O diretor me notificou de que as peças estariam em cartaz durante o mês de abril no Shopping Trimais Places, que fica perto da Estação Tucuruvi, em São Paulo. Aí já começou o primeiro problema: eu moro bem longe do Tucuruvi. São cerca de 22 km de onde eu moro até o shopping. Mas, como sempre disse, trabalho é trabalho. Sempre fui sem nenhuma reclamação.
No domingo, dia 3 de maio, que seria nossa última apresentação em cartaz, acordei doente e passando muito mal, mas como disse anteriormente: trabalho é trabalho. Eu não iria faltar, mesmo doente.
Chegamos a Rafa Sienna (também atriz da peça e minha namorada) e eu no shopping, cerca de uma hora antes do horário pra peça começar, para nos maquiarmos e colocarmos os figurinos. Dito e feito. Colocamos os figurinos e fizemos a maquiagem de maneira bem rápida para fazer a divulgação da peça pelo shopping.
Conversando entre si, os atores e o sonoplasta decidiram que, já que o teatro seria nosso até as 18h da noite, por que não adiar a peça por cerca de uma hora (16h) para divulgarmos mais e conseguirmos mais público? Dito e feito novamente.
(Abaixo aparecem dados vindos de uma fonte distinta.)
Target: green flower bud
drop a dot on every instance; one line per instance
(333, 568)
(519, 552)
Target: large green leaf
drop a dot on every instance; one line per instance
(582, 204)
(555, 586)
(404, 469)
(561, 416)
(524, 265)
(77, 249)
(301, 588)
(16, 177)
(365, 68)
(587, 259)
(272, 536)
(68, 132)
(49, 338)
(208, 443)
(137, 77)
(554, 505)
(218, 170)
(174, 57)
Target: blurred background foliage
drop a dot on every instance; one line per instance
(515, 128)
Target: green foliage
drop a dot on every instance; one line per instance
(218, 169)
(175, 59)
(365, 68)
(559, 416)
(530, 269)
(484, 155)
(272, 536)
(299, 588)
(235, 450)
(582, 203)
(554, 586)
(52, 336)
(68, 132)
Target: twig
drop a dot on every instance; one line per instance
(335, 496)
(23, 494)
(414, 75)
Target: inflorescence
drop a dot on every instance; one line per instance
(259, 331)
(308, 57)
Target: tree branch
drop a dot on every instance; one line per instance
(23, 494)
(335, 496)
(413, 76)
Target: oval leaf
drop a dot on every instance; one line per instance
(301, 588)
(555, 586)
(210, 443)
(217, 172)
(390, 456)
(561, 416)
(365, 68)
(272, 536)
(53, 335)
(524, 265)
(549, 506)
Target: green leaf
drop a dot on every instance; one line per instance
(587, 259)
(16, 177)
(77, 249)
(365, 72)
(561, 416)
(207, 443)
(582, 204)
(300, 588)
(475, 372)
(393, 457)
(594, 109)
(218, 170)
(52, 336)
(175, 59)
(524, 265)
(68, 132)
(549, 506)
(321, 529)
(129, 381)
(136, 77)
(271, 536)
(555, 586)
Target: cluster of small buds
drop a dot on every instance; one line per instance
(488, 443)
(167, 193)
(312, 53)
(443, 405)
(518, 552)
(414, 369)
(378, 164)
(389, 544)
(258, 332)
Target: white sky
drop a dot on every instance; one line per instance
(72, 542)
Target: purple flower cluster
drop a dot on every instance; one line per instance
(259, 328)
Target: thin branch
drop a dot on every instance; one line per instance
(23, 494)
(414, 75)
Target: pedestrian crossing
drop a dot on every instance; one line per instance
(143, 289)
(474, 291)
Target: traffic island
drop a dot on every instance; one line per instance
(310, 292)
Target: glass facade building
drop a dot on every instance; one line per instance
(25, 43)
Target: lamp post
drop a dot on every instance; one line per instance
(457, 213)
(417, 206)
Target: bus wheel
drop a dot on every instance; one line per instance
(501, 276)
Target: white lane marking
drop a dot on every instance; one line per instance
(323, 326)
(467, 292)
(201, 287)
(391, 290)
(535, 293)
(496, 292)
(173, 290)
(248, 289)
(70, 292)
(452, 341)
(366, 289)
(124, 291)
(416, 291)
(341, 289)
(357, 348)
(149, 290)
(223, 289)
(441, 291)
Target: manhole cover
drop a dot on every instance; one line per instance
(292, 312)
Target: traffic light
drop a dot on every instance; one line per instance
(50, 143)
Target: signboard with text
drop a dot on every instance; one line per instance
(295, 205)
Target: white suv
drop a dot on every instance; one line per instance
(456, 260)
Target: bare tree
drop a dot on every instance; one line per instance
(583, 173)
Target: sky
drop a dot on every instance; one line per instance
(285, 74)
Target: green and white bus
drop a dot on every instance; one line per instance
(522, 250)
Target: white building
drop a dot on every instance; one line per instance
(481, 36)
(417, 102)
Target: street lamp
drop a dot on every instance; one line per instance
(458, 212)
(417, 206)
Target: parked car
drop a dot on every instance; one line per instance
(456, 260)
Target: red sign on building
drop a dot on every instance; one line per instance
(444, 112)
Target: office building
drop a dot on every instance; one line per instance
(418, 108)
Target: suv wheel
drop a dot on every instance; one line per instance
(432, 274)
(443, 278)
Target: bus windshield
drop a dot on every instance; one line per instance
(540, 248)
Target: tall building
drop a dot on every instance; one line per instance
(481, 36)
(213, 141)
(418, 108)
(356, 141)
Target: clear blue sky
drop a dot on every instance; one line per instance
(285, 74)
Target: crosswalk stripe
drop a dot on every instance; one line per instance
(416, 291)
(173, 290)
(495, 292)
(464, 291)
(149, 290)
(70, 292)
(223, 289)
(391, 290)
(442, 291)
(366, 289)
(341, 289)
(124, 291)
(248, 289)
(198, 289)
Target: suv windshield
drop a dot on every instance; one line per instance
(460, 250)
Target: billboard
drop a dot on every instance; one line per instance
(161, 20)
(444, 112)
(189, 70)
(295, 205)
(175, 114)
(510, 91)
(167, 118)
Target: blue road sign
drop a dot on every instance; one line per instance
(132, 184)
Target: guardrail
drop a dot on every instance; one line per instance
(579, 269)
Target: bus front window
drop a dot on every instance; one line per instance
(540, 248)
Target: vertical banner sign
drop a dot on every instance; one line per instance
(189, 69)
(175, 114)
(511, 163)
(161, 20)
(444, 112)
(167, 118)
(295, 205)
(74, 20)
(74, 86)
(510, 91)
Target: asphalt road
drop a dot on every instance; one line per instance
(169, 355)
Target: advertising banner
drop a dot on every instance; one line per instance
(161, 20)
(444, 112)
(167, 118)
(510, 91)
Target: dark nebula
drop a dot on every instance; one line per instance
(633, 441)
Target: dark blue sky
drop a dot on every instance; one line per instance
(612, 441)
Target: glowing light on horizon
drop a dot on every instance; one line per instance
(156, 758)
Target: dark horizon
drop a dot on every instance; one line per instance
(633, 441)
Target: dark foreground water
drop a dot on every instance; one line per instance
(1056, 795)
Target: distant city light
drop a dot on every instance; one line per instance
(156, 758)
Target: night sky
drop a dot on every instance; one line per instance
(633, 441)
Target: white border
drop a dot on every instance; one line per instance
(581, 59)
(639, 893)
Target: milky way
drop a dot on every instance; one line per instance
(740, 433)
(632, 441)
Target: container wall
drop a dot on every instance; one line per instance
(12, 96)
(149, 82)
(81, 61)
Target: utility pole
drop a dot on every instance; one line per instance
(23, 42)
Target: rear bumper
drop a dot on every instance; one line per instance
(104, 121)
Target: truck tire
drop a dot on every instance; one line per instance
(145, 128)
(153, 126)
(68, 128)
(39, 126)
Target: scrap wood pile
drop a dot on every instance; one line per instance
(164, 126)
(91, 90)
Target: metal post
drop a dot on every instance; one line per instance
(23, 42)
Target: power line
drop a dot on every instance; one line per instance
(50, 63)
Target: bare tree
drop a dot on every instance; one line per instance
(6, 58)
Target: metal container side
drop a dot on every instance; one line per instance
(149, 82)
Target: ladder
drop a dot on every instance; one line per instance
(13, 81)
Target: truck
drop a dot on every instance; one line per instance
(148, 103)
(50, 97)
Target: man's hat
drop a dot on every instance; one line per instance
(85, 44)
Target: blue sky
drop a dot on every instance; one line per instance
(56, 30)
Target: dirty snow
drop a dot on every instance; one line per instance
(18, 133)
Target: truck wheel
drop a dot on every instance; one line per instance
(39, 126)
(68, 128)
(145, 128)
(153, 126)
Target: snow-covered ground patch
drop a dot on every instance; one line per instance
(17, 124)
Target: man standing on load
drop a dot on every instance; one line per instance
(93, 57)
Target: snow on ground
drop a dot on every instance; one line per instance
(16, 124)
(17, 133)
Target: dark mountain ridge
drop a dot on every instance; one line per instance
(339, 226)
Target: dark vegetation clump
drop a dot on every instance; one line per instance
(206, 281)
Decidimos adiar a peça por uma hora para ver se conseguíamos aumentar a audiência, afinal ninguém havia comprado o ingresso da peça ainda.
Porém tem algo, não muito legal, que eu notei já fazem algumas semanas: por ser uma peça infantil, os pais das crianças acabam por não se interessar pelo material oferecido, então tiram fotos com o elenco e "prometem" (promessa essa que nunca é cumprida, por sinal) que irão levar as crianças para a peça.
Nós ficamos quase uma hora divulgando a peça e tirando foto com as crianças (que claramente queriam ver o que nós estávamos aprontando no Sítio), até que teve uma hora que eu não aguentei e o fato de eu estar doente prevaleceu. Eu precisei me separar do grupo e voltar para o camarim para descansar. Chegando perto do teatro, me encontrei com o rapaz que seria o sonoplasta do dia (curiosamente, ele era quem estava vendendo os ingressos também) e perguntei se algum ingresso tinha sido vendido. A resposta, devo admitir, não me espantou nem um pouco: zero ingressos vendidos.
O motivo de eu não ter me surpreendido se dá pelo fato de que não é a primeira vez que isso acontece, com a mesma peça, no mesmo teatro.
Sinceramente, foi um soco na boca do estômago. Se eu soubesse de que não haveria público, eu teria ficado em casa me tratando, não teria ido pra um shopping longe pra caramba de casa pra ficar passando mal.
Enfim, eu sei que pode não parecer muita coisa, mas para um ator isso é a pior sensação.
Nós não nos sentíamos como atores, mas sim como personagens vivos, no qual nós não fomos contratados para ser.
Senti que foi um dia de trabalho desperdiçado. Realmente espero que isso não aconteça novamente.